Interpreting Coronary CT Angiography Findings
At the study center, the final CCTA report details calcium score, severity of stenosis, plaque type, high-risk features, and burden. All segments of the coronary tree are analyzed using the 18-segment model from axial images and multiplanar reconstructions of the minimum available slice thickness. Maximal-intensity projections and curved multioblique views are often used. Diagnostic uncertainty resulting from motion artifact can be resolved by viewing multiple phases and by using the SnapShot Freeze technique. Coronary computed tomography angiograms are typically read by a cardiologist, whereas noncardiac findings are reported by radiologists. All emergency scans are reported verbally to the ED staff.
Patient Management
Patients with no disease or mild disease are discharged home, whereas those with severe stenosis often proceed to the catheterization lab. However, ED physicians managing acute chest pain may not be familiar with the CCTA grading, especially when making clinical decisions if the stenosis is in the range of 50% to 70%. Further evaluation with functional testing using nuclear stress testing or stress echocardiogram is a common approach in many centers. In this context, FFRCT is a relatively new and promising modality that uses data from CCTA, creates models based on computational fluid dynamics, and can detect lesion-specific ischemia.

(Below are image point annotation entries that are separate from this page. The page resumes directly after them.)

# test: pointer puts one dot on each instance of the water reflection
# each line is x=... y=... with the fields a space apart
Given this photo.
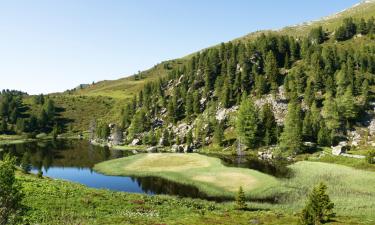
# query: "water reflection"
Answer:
x=73 y=160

In many clinical trials, the diagnostic accuracy of FFRCT has been shown to be similar to invasive FFR.26–28 Hlatky et al29 showed that the use of FFRCT to select patients for invasive coronary angiography and PCI would result in 30% lower costs and 12% fewer events at 1 year than those with the most commonly used invasive coronary angiography/visual strategy. The Assessing Diagnostic Value of Non-Invasive FFRCT in Coronary Care (ADVANCED) registry enrolled 5,083 patients with clinically suspected CAD who underwent CCTA and FFRCT. The 1-year outcome showed less revascularization and lower cardiovascular death or myocardial infarction rates in patients with FFRCT of more than 0.8 (significant disease) vs patients with FFRCT of 0.8 or less (less-significant disease).30 In the future, we will see FFRCT technology advance enough that it can be used to inform a road map to the catheterization lab. Based on the authors' experience with CCTA and the available evidence, it is appropriate to develop an approach for evaluation of patients presenting with chest pain in the ED (Fig. 2).
Conclusion
Emergency department physicians face the most challenging task when it comes to managing patients with acute chest pain, especially because of increasing pressure to reduce hospitalization, reduce length of stay, and prevent revisits to the ED. At the same time, it is also unacceptable to miss a chance to diagnose ACS. Improving upon the traditional risk factor assessment tools, which include history, physical examination, biomarkers, and risk-scoring algorithms such as the HEART score/TIMI score, CCTA has emerged as a new imaging modality with exceptional NPV that can be used to rule out significant coronary artery stenosis. Adding functional value to the anatomy, FFRCT has supplemented the CCTA to make accurate clinical decisions if there is stenosis of uncertain clinical significance. Coronary computed tomography angiography was recently given a class 1A recommendation for patients with stable and acute chest pain in the 2021 American Heart Association/American College of Cardiology/American Society of Echocardiography/CHEST/Society for Academic Emergency Medicine/Society of Cardiovascular Computed Tomography/Society for Cardiovascular Magnetic Resonance guideline for the evaluation and diagnosis of chest pain.31 In the future, large clinical trials are needed to study CCTA and FFRCT and their role in care in the ED in terms of clinical outcomes and downstream cost-effectiveness.